Chapitres
Symphonie n° 7 « Inachevée » D. 759
Les clés de l'œuvre
Date et lieu
Mise en couveuse en 1822, pour n’en sortir que le 17 décembre 1865 à Vienne, bien après la mort de Schubert.
Époque
Romantique
Taille
25 minutes
Dimensions
Raisonnables malgré une naissance avant terme : orchestre symphonique avec bois par deux, cuivres par deux et trois trombones, cordes et timbales.
Signe distinctif
Laissée inachevée par Schubert : seules deux parties sur quatre ont été terminées.
Ce que nous aimons
Sa facilité à passer d’une émotion à l’autre : de la douleur à la tendresse, du désespoir à la rêverie…
Nous vous conseillons
Deux pendants de l’art schubertien de la symphonie :
la Symphonie n° 4 en ut mineur dite « Tragique », et la Symphonie n° 9 en ut majeur dite « La Grande ».
Ainsi l’amour et la douleur se partageaient mon âme.
Et si la symphonie « inachevée » de Schubert était en réalité achevée ? Question iconoclaste, s’écrieront certains. Les indices en faveur d’un travail incomplet n’abondent-ils pas ?
Considérons d’abord la structure : deux mouvements au lieu des quatre parties habituelles. La date de composition, ensuite : l’année 1822 correspond à cette période charnière vécue par Schubert, ces « années creuses », pour reprendre les termes de Brigitte Massin, où d’autres partitions s’arrêtent net sans que le musicien n’arrive à les pousser jusqu’à leur terme – la faute peut-être au désarroi suscité par la découverte de sa syphilis. Ainsi en va-t-il de sa Cantate sur la mort de Lazare ou du quatuor à cordes Quartettsatz.
Le style, enfin : alors que les précédentes symphonies de Schubert étaient fortement influencées par Mozart ou Haydn, celle-ci devient véritablement personnelle, les deux mouvements terminés explorant des voies si nouvelles qu’on ne saurait aller plus loin dans la perfection. Et pourtant…
Si cette perfection tenait précisément à cet inachèvement, le rendant, par une dialectique subtile, achevée, comme une œuvre perpétuellement en cours, éternellement riche de tous les possibles ? Le propre de la condition humaine, en somme, et de ses ambivalences.
A Dream Of Latmos
Sir Joseph Noel Paton - Artvee
À moins qu’elle ne soit un rêve. Car la composition (et les blocages) de la Symphonie n° 7 coïncident avec le texte « Mon rêve » écrit par Schubert. Un étrange objet littéraire et fantasmatique, où le compositeur évoque sous forme symbolique et poétique les clefs de sa création : conflit avec le père, nostalgie d’un paradis perdu, solitude, exil, errance, deuil, amour, douleur…

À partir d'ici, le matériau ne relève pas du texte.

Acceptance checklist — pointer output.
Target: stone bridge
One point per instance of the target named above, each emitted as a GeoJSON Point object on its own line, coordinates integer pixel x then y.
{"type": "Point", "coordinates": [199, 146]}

Un exemple : « Pour la seconde fois, je portai mes pas vers les pays lointains, le cœur plein d’un amour infini. Longtemps, longtemps, je chantai des lieder. Quand je voulais chanter mon amour, il devenait douleur ; — quand je voulais chanter ma douleur, elle devenait amour ; — mon amour et ma peine se partageaient mon cœur ».
De ce texte affleure quelque chose de proustien : un rapport au temps, à la mémoire, où la rêverie se mêle aux perceptions du présent ou aux réminiscences du passé.
Alors, symphonie inachevée, achevée ou rêve proustien ? Peut–être le mystère ne sera-t-il jamais résolu. Reste l’essentiel : l’émotion suscitée par ce « pur diamant tombé d’un ciel de charbon ».